Tradicionalmente, a legislação tributária brasileira salvaguarda os bens pessoais dos sócios de empresas, restringindo as dívidas fiscais à pessoa jurídica. Contudo, esse princípio fundamental pode ser quebrado em situações de irregularidades graves. Para que a penhora de bens pessoais seja efetivada, é crucial a comprovação de atos ilícitos como fraude fiscal, confusão patrimonial ou abuso de gestão, indicando o uso indevido da estrutura corporativa para evasão de tributos ou outros fins irregulares.
Especialistas na área tributária, como Mary Elbe Queiroz, presidente do Cenapret, afirmam que há embasamento jurídico para que o Fisco busque o patrimônio do responsável quando operações são consideradas fraudulentas ou estruturadas com o intuito de evitar o pagamento de impostos. A própria contabilidade da empresa pode evidenciar tais abusos, revelando práticas como o pagamento de despesas pessoais com recursos corporativos, transferências indevidas ou desvios de fundos.
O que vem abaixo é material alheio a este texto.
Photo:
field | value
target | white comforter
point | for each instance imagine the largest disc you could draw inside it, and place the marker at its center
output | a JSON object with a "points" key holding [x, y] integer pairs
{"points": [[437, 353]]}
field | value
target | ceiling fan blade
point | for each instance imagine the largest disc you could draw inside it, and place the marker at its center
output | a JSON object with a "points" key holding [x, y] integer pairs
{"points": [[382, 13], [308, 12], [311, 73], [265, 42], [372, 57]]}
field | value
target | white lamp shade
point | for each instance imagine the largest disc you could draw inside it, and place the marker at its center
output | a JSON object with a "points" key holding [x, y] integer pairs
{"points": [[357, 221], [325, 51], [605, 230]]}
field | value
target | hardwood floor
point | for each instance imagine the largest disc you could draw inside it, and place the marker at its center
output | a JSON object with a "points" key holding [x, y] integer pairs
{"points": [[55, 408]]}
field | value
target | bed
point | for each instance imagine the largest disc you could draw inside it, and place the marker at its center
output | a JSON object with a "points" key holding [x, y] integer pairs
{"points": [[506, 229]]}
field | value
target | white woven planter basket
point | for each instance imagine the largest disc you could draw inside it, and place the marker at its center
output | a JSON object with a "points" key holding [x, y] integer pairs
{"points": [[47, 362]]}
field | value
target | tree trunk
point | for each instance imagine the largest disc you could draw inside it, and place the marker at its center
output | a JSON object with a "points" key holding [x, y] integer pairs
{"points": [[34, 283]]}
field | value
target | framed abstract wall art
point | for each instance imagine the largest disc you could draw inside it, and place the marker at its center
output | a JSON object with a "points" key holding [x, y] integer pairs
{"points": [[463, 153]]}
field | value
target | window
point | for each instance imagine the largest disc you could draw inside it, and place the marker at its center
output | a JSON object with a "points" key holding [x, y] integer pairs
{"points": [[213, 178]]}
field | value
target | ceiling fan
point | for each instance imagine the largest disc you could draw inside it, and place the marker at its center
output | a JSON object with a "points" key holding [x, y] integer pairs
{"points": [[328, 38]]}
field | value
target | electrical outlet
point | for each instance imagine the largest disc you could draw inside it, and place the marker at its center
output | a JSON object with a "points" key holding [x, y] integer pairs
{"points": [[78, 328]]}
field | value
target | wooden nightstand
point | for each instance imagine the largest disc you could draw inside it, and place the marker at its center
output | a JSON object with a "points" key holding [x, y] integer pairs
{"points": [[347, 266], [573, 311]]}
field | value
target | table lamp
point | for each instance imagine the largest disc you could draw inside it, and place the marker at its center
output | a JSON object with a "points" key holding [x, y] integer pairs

A identificação dessas irregularidades pode levar a Justiça a autorizar o redirecionamento da execução fiscal, um mecanismo que permite à Fazenda Pública cobrar a dívida diretamente dos bens do controlador. Nesta situação, ativos como imóveis, participações societárias e aplicações financeiras podem ser alvo de penhora para quitar os débitos tributários da empresa, com as devidas ressalvas legais, a exemplo da proteção ao bem de família em cenários específicos.